Landscape roses like Knockout Roses are very vigorous growers, so you prune them to give yourself some control over them. Otherwise they can get amazingly big and start looking kind of wild. The "rules" for pruning them are not necessarily the same as they are for some other roses like hybrid teas because they are landscape shrub roses. Some people don't prune them their first year because they want to get a good idea of how the natural shape of the Knockout rose is going to progress. Some folks prune them back only every other year because they want them to be huge monsters but know they have to maintain some sort of order and control. You just have to figure out what works for you and the space you have as well as the vigor of the particular Knockout you have. Some Knockout types get larger than others and some grow more vigrously.
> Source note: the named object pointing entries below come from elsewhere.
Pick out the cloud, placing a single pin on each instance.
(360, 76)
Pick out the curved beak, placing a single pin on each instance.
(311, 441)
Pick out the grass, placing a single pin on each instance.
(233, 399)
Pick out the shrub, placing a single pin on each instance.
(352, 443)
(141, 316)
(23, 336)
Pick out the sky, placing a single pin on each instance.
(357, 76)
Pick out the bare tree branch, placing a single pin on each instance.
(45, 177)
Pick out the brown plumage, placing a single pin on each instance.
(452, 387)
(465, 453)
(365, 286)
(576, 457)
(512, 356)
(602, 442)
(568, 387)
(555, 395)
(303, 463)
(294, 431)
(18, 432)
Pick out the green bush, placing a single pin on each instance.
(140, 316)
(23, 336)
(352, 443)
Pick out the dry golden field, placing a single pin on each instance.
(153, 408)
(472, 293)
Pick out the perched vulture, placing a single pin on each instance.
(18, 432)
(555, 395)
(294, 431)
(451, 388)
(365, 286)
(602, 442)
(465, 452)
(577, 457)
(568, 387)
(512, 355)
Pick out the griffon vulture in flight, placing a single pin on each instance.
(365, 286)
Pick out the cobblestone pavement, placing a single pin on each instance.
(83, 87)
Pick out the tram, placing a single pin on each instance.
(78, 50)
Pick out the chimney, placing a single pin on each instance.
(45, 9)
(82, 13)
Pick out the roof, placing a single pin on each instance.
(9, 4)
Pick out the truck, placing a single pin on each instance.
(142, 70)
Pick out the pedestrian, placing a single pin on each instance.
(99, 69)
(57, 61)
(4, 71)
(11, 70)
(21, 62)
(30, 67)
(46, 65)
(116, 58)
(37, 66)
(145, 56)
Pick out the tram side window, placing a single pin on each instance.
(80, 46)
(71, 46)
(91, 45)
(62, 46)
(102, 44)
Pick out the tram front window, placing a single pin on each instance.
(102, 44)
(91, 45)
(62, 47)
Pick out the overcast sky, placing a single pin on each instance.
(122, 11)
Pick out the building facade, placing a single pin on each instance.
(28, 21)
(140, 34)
When you prune in late winter to early spring, you are doing so in order to control the shape and size of the bush, and to keep new growth coming out near the bottom of the plant. Remember that I mentioned my mom quit pruning her roses and the base of the plants became very ugly. Well, that "ugly" is what you want to avoid. If you don't prune, then the new growth comes out higher and higher every year and the bottom of the plant looks awful.
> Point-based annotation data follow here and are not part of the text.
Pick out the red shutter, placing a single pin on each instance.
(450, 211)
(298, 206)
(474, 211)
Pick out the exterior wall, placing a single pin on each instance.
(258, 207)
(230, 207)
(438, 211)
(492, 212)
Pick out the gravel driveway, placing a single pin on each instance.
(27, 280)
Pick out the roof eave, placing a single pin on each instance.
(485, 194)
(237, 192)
I haven't grown Knockouts, but they probably should be pruned back to the 5, 6 or 7 largest canes each spring--removing what you need to in order to maintain the shape you like and that fits in with your landscape. You always remove the oldest and woodiest canes, because as they get older they just get woodier and woodier and don't look that great. Because Knockout Roses can be very vigorous growers if planted in ideal conditions, they sometimes need "corrective" pruning in the middle of the growing season when they send out an occasional limb that just shoots out from nothing to 2 or 3 feet almost overnight and is growing in the "wrong" direction, like directly into the wall of the house or a pathway or whatever. I don't think you have to deadhead Knockout blooms though, as they are self-cleaning.

A friend of mine describes the more vigorous Knockouts as taking on the appearance of a drunken spider if left too long without corrective pruning, with long legs sticking out this way and that way, and she's not the only person I've heard describe them that way. I have a couple of David Austin English Roses that get that same "drunken spider" look in the middle of the summer, especially after a big rainy spell. They just send out canes out of nowhere that go this way and that way. I prune them out as needed and don't seal the cuts. They heal over just fine on their own.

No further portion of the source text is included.